Para conocer la ciudad hay que caminar por las calles; recorrerlas de una por una haciendo hincapié, como buscando, deteniéndose un poco a ver dónde se posa la chuparrosa.
Todos los viajes de sus naves van al mismo sitio, de modo que al ir sin guiones se detienen en cualquier casa a saludar a los últimos hombres. Las líneas del cartógrafo urbano contienen semáforos y al fondo de la causa un sol esplendoroso nos observa.
En grupos las tribus defienden las primeras líneas de vehículos donde se transporta la vida con vidrios oscuros. De ida un montón de ideas acompañan el esfuerzo de los mejores líderes que cambiarán el mundo cuando caiga la tarde.
Los marchantes levantan los huacales cargados en los diablitos donde hace rato cantó el gallo por la calle famosa llena de personas. En pequeños apocalipsis el proceso va reconstruyendo el día al paso de los transeúntes en el trajín incesante.
Los últimos edificios contienen aún las auroras en las ventanas, afuera los animales del patio circulan bajo el cedro de mil años. Hubo historias que olvidaron retirarse a tiempo como muebles contando historias de sentados y largas charlas en un vaso de alcohol.
El mundo no acaba como dijeron, en el mapa antiguo descrito en las paredes de mohín se borró el tiempo de los pronósticos y llovió intempestivamente cuando nadie lo dijo, a veces hubo fríos sin invierno y el ser que dormitaba en el sillón descubrió el cambio climático.
Habla el hombre como si estuviera solo, habla como si fuese el último. La música desacredita las palabras de los gritos más fuertes y el silencio pasa en el viento todas las estaciones del año. Un señor vende elotes y el de la pipa anuncia la llegada del gas.

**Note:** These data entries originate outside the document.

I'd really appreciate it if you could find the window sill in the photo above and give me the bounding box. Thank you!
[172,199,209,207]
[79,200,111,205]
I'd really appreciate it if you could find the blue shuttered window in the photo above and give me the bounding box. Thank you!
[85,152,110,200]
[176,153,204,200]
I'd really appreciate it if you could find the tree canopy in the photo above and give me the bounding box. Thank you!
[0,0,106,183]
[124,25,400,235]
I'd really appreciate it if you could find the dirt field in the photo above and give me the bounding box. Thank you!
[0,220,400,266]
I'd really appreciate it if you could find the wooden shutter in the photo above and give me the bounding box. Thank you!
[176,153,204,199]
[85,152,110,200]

Un señor de bigote consume nueces en la plaza de armas y otro se las vende, pasa un soldado romano viendo el reloj apagado. En su bicicleta y con casco nuevo un joven estremece a los mirones con las peripecias ejecutadas minutos faltes de caer al suelo.
Por un vehículo de sonido la ciudad se entera de que hoy se va el Circo Atayde, el más grande de México, último día, último día, dos funciones 7:30 y 9:30. Dos trompetas de un músico oaxaqueño anuncia la última hora. Hay gente corriendo por las banquetas, cruzan la calle y tocan la base en medio de la multitud y sin aplausos.

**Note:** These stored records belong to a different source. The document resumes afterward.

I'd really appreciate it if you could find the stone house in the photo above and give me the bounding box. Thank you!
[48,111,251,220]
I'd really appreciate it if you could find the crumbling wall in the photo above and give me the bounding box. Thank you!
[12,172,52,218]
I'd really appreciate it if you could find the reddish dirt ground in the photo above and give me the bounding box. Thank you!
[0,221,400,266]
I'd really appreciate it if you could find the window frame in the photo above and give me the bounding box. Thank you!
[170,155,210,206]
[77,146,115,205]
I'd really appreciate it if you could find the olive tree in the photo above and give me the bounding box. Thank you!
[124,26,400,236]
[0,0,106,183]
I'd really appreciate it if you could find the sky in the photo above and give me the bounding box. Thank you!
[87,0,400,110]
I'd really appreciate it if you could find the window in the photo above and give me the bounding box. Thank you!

En la esquina hay un puesto, alguien pide dos gorditas de chicharrón y dos flautas de salsa verde ¿Tiene café señora? Sólo refresco de piña y de fresa. Los carros pasan cerca y el centro comercial a un costado se llena, que no se te olviden las tortillas, encarga una señora. No manches, dice la más joven de esta última fiesta. Pronto oscurecerá en este lado del planeta.
En otras palabras el mundo sigue a las intermitentes palabras, se encienden y apagan las luces automáticas de las habitaciones, todavía hay refrescos en los refrigeradores. Puedo escribir los versos más tristes y no quiero, podría volverme inolvidable como las tardes junto a la hoguera.

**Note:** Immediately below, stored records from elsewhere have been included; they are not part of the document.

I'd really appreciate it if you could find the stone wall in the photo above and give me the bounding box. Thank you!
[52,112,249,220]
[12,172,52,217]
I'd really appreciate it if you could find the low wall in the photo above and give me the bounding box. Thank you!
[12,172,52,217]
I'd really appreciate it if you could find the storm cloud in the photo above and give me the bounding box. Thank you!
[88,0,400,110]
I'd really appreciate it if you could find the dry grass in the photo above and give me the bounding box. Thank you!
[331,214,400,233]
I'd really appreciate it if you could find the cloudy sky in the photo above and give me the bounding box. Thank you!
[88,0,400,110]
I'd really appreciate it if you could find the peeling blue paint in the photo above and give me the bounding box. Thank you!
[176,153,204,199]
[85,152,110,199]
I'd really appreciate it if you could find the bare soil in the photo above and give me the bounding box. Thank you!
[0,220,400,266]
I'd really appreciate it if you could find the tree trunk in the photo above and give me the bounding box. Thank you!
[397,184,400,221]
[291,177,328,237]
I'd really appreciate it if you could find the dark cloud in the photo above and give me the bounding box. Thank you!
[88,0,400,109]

Todavía existen las metáforas exaltando la belleza extraída del trigo, un pelo rubio encandilando el fuego, sobrevive el énfasis de los cuerpos cuyas siluetas dejaron sus cuerpos, puedo contar el rastro de los cabellos, hablar de los enamorados, cuando pasan ligeros en voz baja.
Parece tarde pero aún es temprano. El último hombre ejerce su individualidad en su calidad de ser vivo. Todavía hay agua en los ríos cercanos. Carros eléctricos toman su rol acostumbrado y dan vuelta en los periféricos y retornan al día siguiente, sin tripulantes. La calle está vacía, el último hombre continúa la búsqueda de su antagonista.